Ağlamıyordum.Canım haddinden fazla acıyordu.Ayakta durmaya hali olmayan bu bedenimin içi, ateşin ortasında kalmış gibiydi.Ama sanki üstümüzdeki gökyüzü benim yapmam gerekeni yaparcasına toplamıştı bulutları göğsüne, yerde yatan bir ceset gibi cansızdı.

"Bilmiyorum Asuman.Lavin iyi durmuyor, ağlamıyor bile.Şok geçiriyor sanırım.Soruyoruz, cevapta vermiyor.Hali hal değil."Koluma girmiş olan Günel'in sesini duydum ama dolu gözlerim hemen önümdeki kazılmış olan çukurdaydı.Oraya mı gömeceklerdi?"Bayılmasından korkuyorum.Ayakta zor duruyor."

Gri bir gökyüzünün altında, bu tüylerimi ürperten mezarlığın içinde çığlık duydum bir an.Önünde götürülen tabuta doğru ağlayarak koşan kızıl saçlı bir kızın çığlığı.

"Yol boyunca ağladı zaten Günel.Şokta değil,ağlayacak hali yok,"diyen Asuman'nn acılı sesi önümde ağlayan kadınların sesinin arasından sıyrıldı."Burcu Metan onun için değerli biri."

"Biz daha buradayız.Yarın veya başka bir gün gelebiliriz."Diyen Günel'in sesini duyduğumda gözlüklerin arkasındaki gözlerimi soluma çevirdim."İyi hissetmezsen gidelim olur mu Lavin?Tek değilsin.Yarın veya öbür gün gelemez gibi olmaktan korkarsan ben buradayım, tek değilsin.Ben seninle gelirim,Atakan da burada."

Halsiz,ağır göz kapaklarımla gözlerine baktım sadece.Bakmak, bir insana bakmak bile ağır gelebilir miydi bir insana?Geliyordu.

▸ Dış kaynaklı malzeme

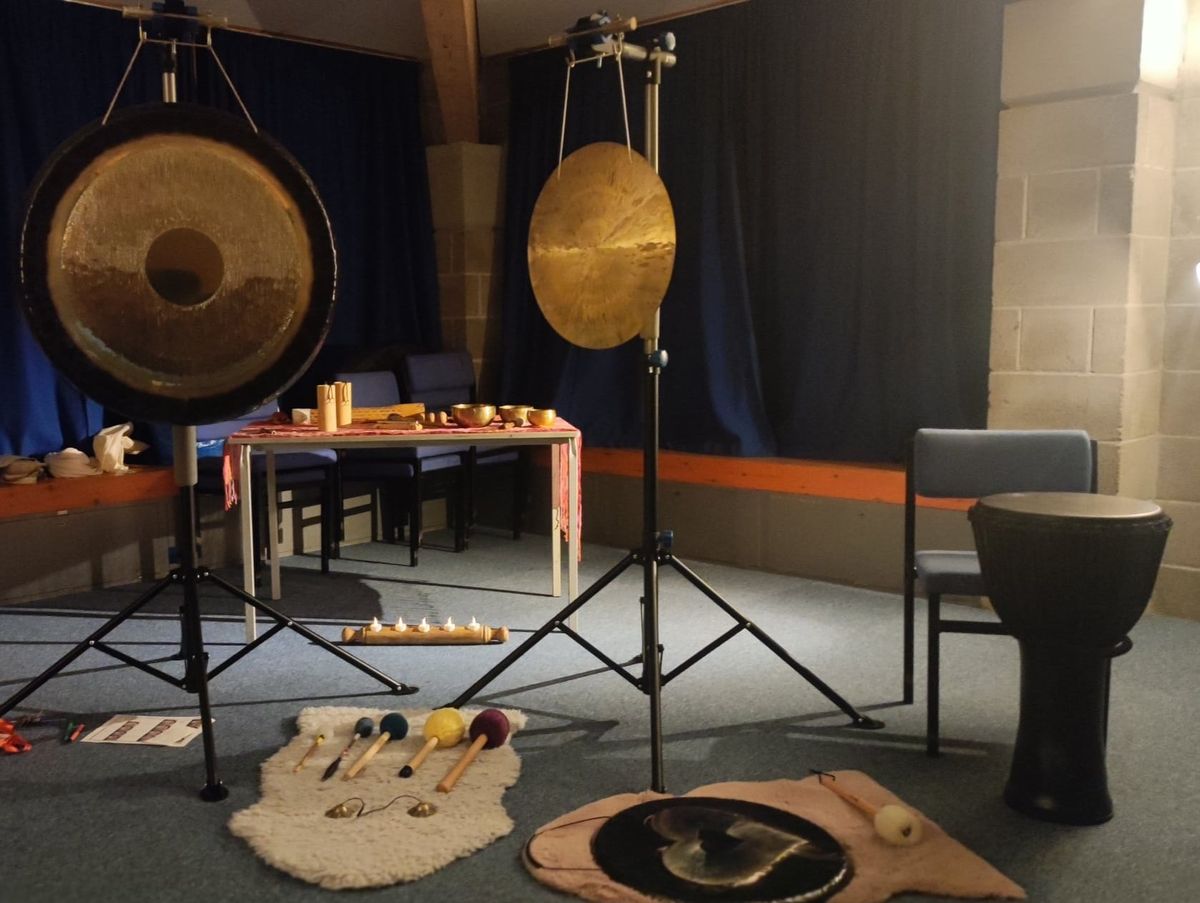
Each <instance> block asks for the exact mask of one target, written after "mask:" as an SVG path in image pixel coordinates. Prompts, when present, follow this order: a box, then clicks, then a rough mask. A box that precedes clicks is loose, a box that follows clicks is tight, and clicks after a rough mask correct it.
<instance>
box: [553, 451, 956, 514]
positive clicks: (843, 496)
mask: <svg viewBox="0 0 1200 903" xmlns="http://www.w3.org/2000/svg"><path fill="white" fill-rule="evenodd" d="M642 456H643V453H642V450H641V449H625V448H619V449H618V448H587V447H586V445H584V449H583V472H584V473H605V474H612V476H617V477H631V478H640V477H641V476H642ZM542 460H544V459H542ZM659 478H660V479H661V480H662V482H664V483H689V484H692V485H704V486H720V488H722V489H743V490H750V491H755V492H782V494H785V495H797V496H816V497H821V498H844V500H848V501H857V502H880V503H883V504H899V506H904V467H902V466H901V465H886V464H880V465H870V464H847V462H842V461H803V460H799V459H792V458H724V456H721V455H695V454H686V453H683V452H661V453H659ZM917 501H918V504H919V506H920V507H923V508H943V509H949V510H966V509H967V508H970V507H971V504H972V502H973V500H968V498H967V500H964V498H918V500H917Z"/></svg>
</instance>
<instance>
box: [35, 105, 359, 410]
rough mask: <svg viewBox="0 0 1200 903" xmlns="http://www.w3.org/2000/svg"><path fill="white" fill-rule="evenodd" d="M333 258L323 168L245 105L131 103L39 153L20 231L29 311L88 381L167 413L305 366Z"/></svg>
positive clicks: (38, 330) (64, 356)
mask: <svg viewBox="0 0 1200 903" xmlns="http://www.w3.org/2000/svg"><path fill="white" fill-rule="evenodd" d="M335 273H336V259H335V251H334V246H332V235H331V233H330V228H329V221H328V217H326V216H325V211H324V209H323V207H322V205H320V199H319V198H318V197H317V195H316V191H314V189H313V187H312V184H311V183H310V180H308V179H307V175H306V174H305V173H304V171H302V169H300V168H299V165H296V163H295V161H294V160H292V157H290V156H289V155H288V154H287V153H286V151H284V150H283V149H282V148H280V146H278V145H276V144H274V142H271V140H270V139H268V138H266V137H265V136H263V134H260V133H256V132H253V131H252V130H251V128H250V127H248V126H247V125H246V124H245V122H244V121H242V120H239V119H236V118H233V116H229V115H228V114H224V113H220V112H217V110H210V109H204V108H190V107H185V106H182V104H150V106H148V107H142V108H132V109H128V110H121V112H119V113H118V114H116V115H114V116H113V118H112V120H110V121H109V122H108V124H107V125H104V124H98V125H94V126H90V127H88V128H85V130H83V131H82V132H79V133H78V134H77V136H74V137H73V138H71V139H70V140H68V142H67V143H66V144H65V145H64V146H62V148H61V149H60V150H59V151H56V155H55V156H54V157H53V159H52V160H50V161H49V163H48V166H47V167H46V168H44V169H43V172H42V174H41V177H40V180H38V183H37V186H36V189H35V192H34V201H32V202H31V204H30V208H29V211H28V214H26V221H25V228H24V231H23V235H22V282H23V287H24V294H25V312H26V318H28V319H29V322H30V325H31V328H32V331H34V334H35V335H36V336H37V337H38V340H40V341H41V343H42V347H43V348H44V349H46V352H47V355H48V357H49V358H50V359H52V360H53V361H54V363H55V364H56V365H58V366H59V369H60V370H61V371H62V372H64V373H65V375H66V376H67V377H68V378H71V379H72V382H74V383H76V385H78V387H79V388H80V390H83V391H84V393H86V394H89V395H90V396H91V397H94V399H96V400H98V401H101V402H102V403H104V405H106V406H108V407H112V408H114V409H116V411H120V412H122V413H125V414H128V415H137V417H146V418H148V419H162V420H169V421H172V423H205V421H210V420H216V419H226V418H228V417H235V415H238V414H240V413H241V412H244V411H246V409H252V408H254V407H257V406H259V405H262V403H263V402H264V401H265V400H268V399H270V397H274V396H275V395H276V394H278V391H281V390H282V389H283V388H286V385H287V384H288V383H289V382H290V381H292V379H294V378H295V376H296V375H298V373H299V372H301V371H302V369H304V367H305V366H306V365H307V363H308V361H310V360H311V359H312V357H313V355H314V354H316V352H317V349H318V347H319V346H320V342H322V341H323V339H324V335H325V331H326V330H328V327H329V323H330V319H331V316H332V305H334V281H335Z"/></svg>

Parmağımı oynatacak gücüm yoktu sanki.

"Burada kalacağız."Sesim cansız, halsizdi."Gitmiyorum."

"Tamam canım.Sen nasıl istersen,"dediğinde gözlerimi büyük, dalları gökyüzüne uzanan ağaçların olduğu mezarlığın içine çevirdim ve bakındım."Ama hepimiz buradayız.Atakan.Kerem,Asuman..."dediğini duyduğumda üstünde isimlerin yazıldığı mezar taşlarından ortadaki yola çevirdim.